Through her consulting Mary eventually came into contact with a local four–year college. Her skills and capabilities were recognized and Mary was offered a position in the college's admissions department. Specifically she is the Associate Director of the Women's External Degree (WED) program. This is a program for women whereby they can earn college credit, outside the normal classroom, and eventually earn a bachelors level degree. The women who enroll are non–traditional students. They are often older, have families, and are contending with more complex lives than 18–22 year olds. According to Mary, "The real task here is helping these women see the opportunity in WED. Although I must be careful to tell people when I don't think the program is right for them. Essentially, I help people reconstruct the realities they are presently living in. Most importantly I help them reconstruct how they perceive themselves."

After different academic and career paths Matt and Mary are now involved in the same type of work. Both see their studies in sociology as integral to success in that work. Research is a constant part of what they do. "If you can't process data then you simply can't make sense out of the important trends," according to Matt. If the school is not continuously sensitive to its environment then its recruitment efforts would easily be misdirected. Original research is a must for this kind of work. For example, Mary developed a survey to be completed by all prospective students. This data provided clear direction for future marketing efforts.

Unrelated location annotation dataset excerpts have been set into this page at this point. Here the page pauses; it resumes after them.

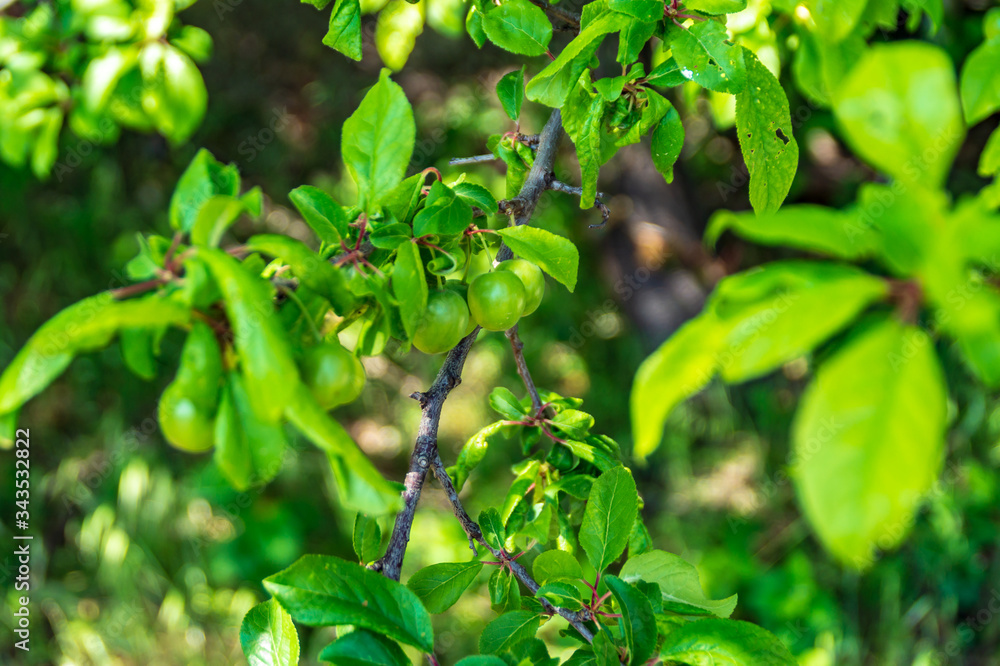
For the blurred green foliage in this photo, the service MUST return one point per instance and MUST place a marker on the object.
(146, 555)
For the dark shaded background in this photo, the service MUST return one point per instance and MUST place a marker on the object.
(145, 555)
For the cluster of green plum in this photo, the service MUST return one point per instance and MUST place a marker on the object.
(494, 300)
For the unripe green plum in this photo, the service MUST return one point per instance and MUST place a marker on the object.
(333, 374)
(531, 277)
(200, 369)
(185, 425)
(444, 322)
(462, 289)
(496, 300)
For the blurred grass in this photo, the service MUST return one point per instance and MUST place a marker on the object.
(146, 556)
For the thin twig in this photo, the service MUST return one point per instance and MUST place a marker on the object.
(523, 205)
(475, 159)
(136, 289)
(450, 375)
(577, 619)
(424, 452)
(564, 15)
(560, 186)
(522, 368)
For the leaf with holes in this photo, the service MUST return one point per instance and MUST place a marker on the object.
(764, 126)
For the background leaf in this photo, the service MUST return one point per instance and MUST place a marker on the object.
(319, 590)
(868, 439)
(268, 636)
(764, 127)
(607, 521)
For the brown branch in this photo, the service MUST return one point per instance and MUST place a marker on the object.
(564, 15)
(523, 205)
(138, 288)
(560, 186)
(577, 619)
(522, 368)
(425, 450)
(424, 453)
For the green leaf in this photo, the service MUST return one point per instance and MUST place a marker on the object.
(265, 358)
(753, 324)
(608, 519)
(561, 593)
(637, 619)
(362, 487)
(784, 309)
(248, 449)
(667, 74)
(678, 581)
(320, 591)
(399, 24)
(409, 286)
(868, 439)
(476, 195)
(989, 160)
(644, 10)
(324, 216)
(728, 642)
(553, 565)
(678, 369)
(505, 594)
(980, 85)
(204, 178)
(215, 216)
(805, 227)
(510, 90)
(137, 351)
(444, 213)
(102, 75)
(268, 636)
(835, 19)
(716, 7)
(83, 327)
(377, 141)
(583, 120)
(364, 648)
(505, 403)
(481, 660)
(367, 538)
(554, 254)
(519, 27)
(473, 453)
(311, 269)
(667, 142)
(474, 26)
(552, 85)
(439, 586)
(344, 34)
(706, 56)
(874, 106)
(182, 98)
(764, 126)
(507, 631)
(493, 528)
(574, 423)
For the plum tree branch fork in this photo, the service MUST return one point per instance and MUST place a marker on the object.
(425, 451)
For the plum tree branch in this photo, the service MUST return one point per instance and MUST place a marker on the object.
(564, 15)
(425, 450)
(475, 534)
(560, 186)
(522, 368)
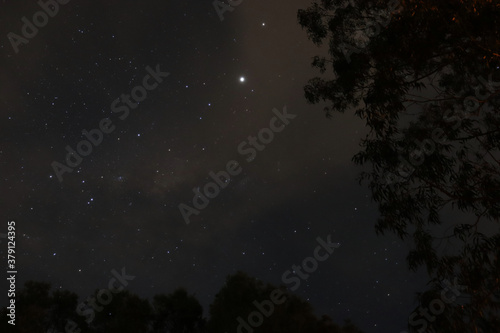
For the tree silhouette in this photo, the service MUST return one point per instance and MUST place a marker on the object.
(243, 295)
(178, 312)
(423, 75)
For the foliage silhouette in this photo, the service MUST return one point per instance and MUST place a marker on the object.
(38, 310)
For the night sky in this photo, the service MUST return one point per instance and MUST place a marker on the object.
(120, 206)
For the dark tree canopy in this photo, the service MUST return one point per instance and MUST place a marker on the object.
(425, 78)
(39, 310)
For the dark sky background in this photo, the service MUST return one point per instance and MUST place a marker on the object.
(119, 208)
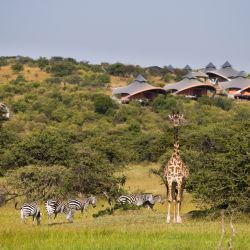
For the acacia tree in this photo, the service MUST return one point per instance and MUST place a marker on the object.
(39, 182)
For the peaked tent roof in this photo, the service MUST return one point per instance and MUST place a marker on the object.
(210, 66)
(226, 71)
(189, 81)
(239, 82)
(226, 65)
(200, 74)
(170, 68)
(137, 86)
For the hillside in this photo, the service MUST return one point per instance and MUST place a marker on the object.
(66, 121)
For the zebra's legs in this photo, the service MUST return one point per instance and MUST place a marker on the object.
(168, 213)
(22, 217)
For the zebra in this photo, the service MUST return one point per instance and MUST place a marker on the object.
(82, 205)
(157, 199)
(29, 209)
(55, 207)
(136, 199)
(4, 112)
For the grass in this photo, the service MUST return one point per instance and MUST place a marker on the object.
(135, 229)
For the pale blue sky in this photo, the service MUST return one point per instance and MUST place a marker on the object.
(144, 32)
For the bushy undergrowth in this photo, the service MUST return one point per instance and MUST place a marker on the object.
(82, 128)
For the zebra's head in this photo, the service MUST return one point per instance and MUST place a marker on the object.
(38, 217)
(159, 198)
(70, 215)
(92, 200)
(4, 112)
(149, 197)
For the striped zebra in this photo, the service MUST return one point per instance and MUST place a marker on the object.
(136, 199)
(29, 209)
(4, 112)
(55, 207)
(157, 199)
(82, 205)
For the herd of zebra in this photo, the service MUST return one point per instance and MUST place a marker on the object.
(55, 207)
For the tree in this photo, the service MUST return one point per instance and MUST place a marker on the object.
(220, 168)
(40, 182)
(61, 68)
(17, 67)
(42, 62)
(42, 148)
(103, 103)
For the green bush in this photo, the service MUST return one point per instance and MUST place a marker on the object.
(103, 103)
(17, 67)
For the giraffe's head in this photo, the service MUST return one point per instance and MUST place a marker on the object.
(4, 112)
(177, 119)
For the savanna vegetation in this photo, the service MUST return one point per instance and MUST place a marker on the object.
(67, 136)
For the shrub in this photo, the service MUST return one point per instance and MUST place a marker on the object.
(17, 67)
(103, 103)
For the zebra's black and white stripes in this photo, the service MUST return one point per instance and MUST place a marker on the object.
(157, 199)
(55, 207)
(29, 209)
(136, 199)
(82, 205)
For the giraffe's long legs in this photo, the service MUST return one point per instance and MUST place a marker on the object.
(178, 217)
(168, 213)
(174, 212)
(179, 195)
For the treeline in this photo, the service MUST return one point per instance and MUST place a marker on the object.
(71, 71)
(66, 139)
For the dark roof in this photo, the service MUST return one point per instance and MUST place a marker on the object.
(189, 81)
(140, 78)
(239, 82)
(210, 66)
(187, 67)
(226, 65)
(200, 74)
(170, 68)
(190, 75)
(226, 71)
(138, 85)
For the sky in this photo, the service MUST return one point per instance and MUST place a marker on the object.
(141, 32)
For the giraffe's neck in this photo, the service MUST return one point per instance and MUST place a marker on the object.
(176, 142)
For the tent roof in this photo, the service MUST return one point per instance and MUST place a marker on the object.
(187, 67)
(239, 82)
(226, 65)
(200, 74)
(137, 86)
(210, 66)
(170, 68)
(189, 81)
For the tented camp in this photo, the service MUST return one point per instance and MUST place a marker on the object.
(190, 86)
(139, 90)
(225, 73)
(238, 87)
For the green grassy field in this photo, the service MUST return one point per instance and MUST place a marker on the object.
(135, 229)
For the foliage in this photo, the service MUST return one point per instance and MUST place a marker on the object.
(103, 103)
(78, 126)
(17, 67)
(43, 147)
(221, 177)
(40, 182)
(61, 68)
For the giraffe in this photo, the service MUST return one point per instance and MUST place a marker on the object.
(175, 172)
(4, 113)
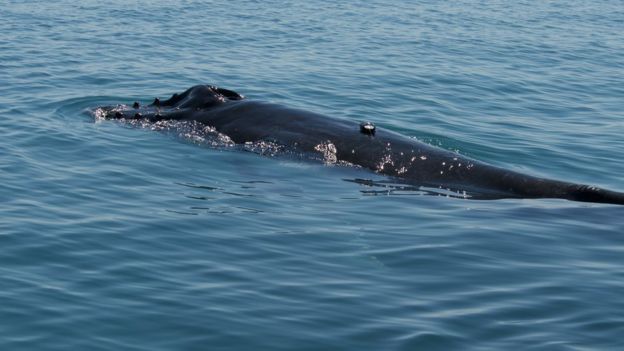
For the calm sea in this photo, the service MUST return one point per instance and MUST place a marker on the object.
(121, 238)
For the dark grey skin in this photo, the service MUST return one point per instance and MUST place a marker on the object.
(382, 151)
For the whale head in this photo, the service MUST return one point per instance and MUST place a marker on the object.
(199, 97)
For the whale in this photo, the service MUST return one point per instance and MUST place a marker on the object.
(359, 143)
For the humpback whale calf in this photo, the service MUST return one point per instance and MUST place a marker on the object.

While Matt and Mary are at different stages in their careers, Matt as a new Vice President and Mary as a first year Associate Director, both see exciting futures. They are both constantly observant of their work, themselves, and their environment. As a result they are in a position to dictate opportunity, to some degree. They are on top of what is happening. According to Mary, "My sociological perspective is now second nature to me. With this I feel as if I can always find a way to exert influence over the situation. I am not simply waiting for something to happen to me." According to Matt, "I'm in the position I'm in because of my ability to organize and be proactive in my environment. My discipline provides me with the frameworks and skills necessary to do this."

Matt's and Mary's careers must be seen as constantly developing. Neither expected at the outset to be where they are now. Yet here they are. And they are comfortable with both the quality of work life and financial rewards. Mary is in her first year and earns approximately $20,000. While not a lot, Mary is quick to point out, "there are many fringe benefits, especially for those who enjoy the collegiate atmosphere." Matt, with five to ten years of experience now earns $40,000 – $45,000. But more than money, they are in work which is intrinsically satisfying and for which the future is wide open.